TEDGlobal 2011: Simple tech aids developing world
TEDGlobal is a conference which puts the sharing of good ideas at the heart of its ethos.
Many of those ideas are about making improvements to everyday lives.
Each year the TED organisation chooses a group of new fellows - individuals whose ideas it regards as particularly inspiring.
The BBC has talked to three of them, all of whom share a desire to transform lives in the developing world.
Jose Gomez-Marquez has taken an unusual approach to making medical devices for the developing world
Rather than stripping down complex medical equipment, he uses toy guns and Lego.
"Toys have amazing mechanical parts. To get a part made from scratch could cost hundreds of dollars but I can go to a market and find toys very cheaply," he said.
So the trigger of a toy gun can be taken apart and attached to an IV drip to provide a sound alert when the drip is running low.
Lego bricks can be moulded to create tiny conduits for medicines in simplified labs-on-chips.
And nebulizers can be made out of bicycle pumps.
Mashing up technology is the key to his Innovations in International Health team which is based at the Massachusetts Institute of Technology (MIT).
Collaboration with the wider medical community is also important, but the key to the success of his designs is talking to those on the ground who will use the equipment.
By cooperation with health care workers in Nicaragua, Mr Gomez-Marquez and his team at MIT came up with a system to persuade TB patients to take the medicines they needed to help cure them.
Health workers suggested that a good incentive would be offering patients mobile phone top-ups, so the team designed test strips which, once used, revealed a code which people could text to receive phone credits.
Mr Gomez-Marquez is also creating kits for field workers, with a range of parts that they can use to build their own makeshift medical equipment.
"I couldn't build them a clinic but I can provide them with a Lego kit for them to make their own devices," he said.
Femi Akinde decided to create SlimTrader when he realised that he couldn't buy a plane ticket online when he was in Africa.
"Consumers aren't able to access data, and goods and services don't tend to be online anyway," he said.
To combat this dual problem, Mr Akinde decided to link retailers with customers via a platform that everyone could access - text messaging.
SlimTrade is in the early stages of development but hopes to launch in Uganda, Kenya and Nigeria over the coming months.
The service will allow, for instance, a farmer trying to source fertilizer to send a text message and get a response from SlimTrader outlining all the distributors near to where he lives.
"He can find someone who is a credited distributor so he knows he won't be sold fake fertilizer, which is a very big problem. And he doesn't have to leave his house," explained Mr Akinde.
Mobile phone usage is exploding in Africa and it has allowed mobile banking to take off, bringing previously undreamt of financial services to people.

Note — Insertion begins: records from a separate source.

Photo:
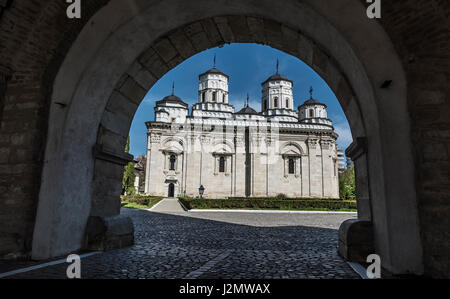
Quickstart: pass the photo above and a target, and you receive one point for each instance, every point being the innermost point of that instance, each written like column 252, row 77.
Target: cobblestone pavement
column 219, row 245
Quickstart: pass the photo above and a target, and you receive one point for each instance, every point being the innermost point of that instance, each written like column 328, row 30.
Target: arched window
column 173, row 161
column 222, row 164
column 291, row 166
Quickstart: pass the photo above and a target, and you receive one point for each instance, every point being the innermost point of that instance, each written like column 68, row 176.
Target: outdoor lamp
column 201, row 190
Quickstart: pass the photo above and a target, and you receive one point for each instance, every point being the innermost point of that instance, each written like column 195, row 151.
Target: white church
column 226, row 154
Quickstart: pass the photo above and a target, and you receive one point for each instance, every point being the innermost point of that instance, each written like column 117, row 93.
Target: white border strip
column 358, row 268
column 61, row 261
column 268, row 211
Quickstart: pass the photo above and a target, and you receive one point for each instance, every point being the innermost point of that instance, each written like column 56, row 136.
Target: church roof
column 172, row 99
column 247, row 110
column 214, row 70
column 277, row 77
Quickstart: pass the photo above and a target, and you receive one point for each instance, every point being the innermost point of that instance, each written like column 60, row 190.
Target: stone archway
column 139, row 44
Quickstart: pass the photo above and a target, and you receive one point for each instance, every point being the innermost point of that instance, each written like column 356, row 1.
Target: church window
column 222, row 164
column 291, row 166
column 173, row 161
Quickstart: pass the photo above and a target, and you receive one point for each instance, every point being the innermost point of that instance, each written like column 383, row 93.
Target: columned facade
column 240, row 154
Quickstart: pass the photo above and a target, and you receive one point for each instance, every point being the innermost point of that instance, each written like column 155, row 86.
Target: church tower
column 278, row 99
column 213, row 94
column 313, row 111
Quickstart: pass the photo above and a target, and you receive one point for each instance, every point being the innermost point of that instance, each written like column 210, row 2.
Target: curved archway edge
column 131, row 47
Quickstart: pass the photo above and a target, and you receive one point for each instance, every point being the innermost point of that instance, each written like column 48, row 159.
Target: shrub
column 142, row 200
column 281, row 196
column 269, row 203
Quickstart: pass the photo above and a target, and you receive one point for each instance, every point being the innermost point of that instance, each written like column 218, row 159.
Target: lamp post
column 201, row 190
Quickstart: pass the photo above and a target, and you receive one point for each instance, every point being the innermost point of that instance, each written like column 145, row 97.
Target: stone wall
column 197, row 163
column 420, row 30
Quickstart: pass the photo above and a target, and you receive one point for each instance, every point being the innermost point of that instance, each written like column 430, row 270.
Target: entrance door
column 171, row 190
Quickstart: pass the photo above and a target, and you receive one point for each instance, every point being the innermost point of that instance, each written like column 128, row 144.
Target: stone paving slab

By tying businesses to customers in a similar way, one of the biggest gaps between the developing and developed world can be closed, explains Mr Akinde.

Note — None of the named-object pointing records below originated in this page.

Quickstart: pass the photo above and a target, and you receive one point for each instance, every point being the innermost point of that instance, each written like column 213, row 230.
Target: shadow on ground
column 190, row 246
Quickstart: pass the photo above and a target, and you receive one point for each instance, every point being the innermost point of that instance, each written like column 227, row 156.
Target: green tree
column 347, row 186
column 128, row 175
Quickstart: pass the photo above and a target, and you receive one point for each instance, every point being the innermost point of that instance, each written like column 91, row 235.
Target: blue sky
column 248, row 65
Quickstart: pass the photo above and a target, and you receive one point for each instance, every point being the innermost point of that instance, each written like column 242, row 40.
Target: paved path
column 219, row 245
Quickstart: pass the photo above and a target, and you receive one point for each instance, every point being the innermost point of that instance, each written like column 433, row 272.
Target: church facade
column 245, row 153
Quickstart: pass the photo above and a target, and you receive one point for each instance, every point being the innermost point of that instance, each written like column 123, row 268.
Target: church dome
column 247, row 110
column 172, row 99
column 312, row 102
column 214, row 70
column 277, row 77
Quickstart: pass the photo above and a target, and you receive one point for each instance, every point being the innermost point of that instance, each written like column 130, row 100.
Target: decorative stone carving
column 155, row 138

"Buying online is something the Western world takes for granted. I don't buy anything unless I can find it online," he said.
And in Africa, instant access to a range of services can be really transformational.
"It means people can plan a trip ahead of time and they won't have to travel great distances and not know whether they are going to find what they want at the end," he said.
In Guatemala, 20% of the population has no access to electricity.
It was not a problem that affected Manuel Aguilar who had moved to the US to study and then went on to work in the financial markets.
But one day he had a lightbulb moment.
"I was helping rich people get richer and I thought my skills could be better used," he said.
Back home in Guatemala, he founded Quetsol, an energy company offering a simple solution to the lack of electricity.
The firm makes kits, which consists of a battery, an LED lightbulb and a small solar panel. So far it has sold 1,000.
The battery also offers a socket which allows people to charge their mobile phones, something that was far from easy before.
"People used to have to walk two hours to charge their phones and pay for it," said Mr Aguilar.
In the next few months Quetsol plans to launch a 30 watt battery which will allow people to power a computer.
"It will give families internet access and education for their kids," said Mr Aguilar.
At £240, the kit isn't cheap but the company had done a deal with the biggest bank in Guatemala which allows people to pay $13 a month.
"That is what they would have spent on candles," said Mr Aguilar.
Despite the surprising simplicity of the kit, there is little to rival it in the country and Mr Aguilar hopes his personal approach will pay dividends.
His mobile phone number is printed on the back of the battery pack and he prides himself on customer service.
"If something is wrong with the kit we tell them to take it back to where they bought it and they will get a new one. They have never had service like this before. It is about treating the customer with respect," he said.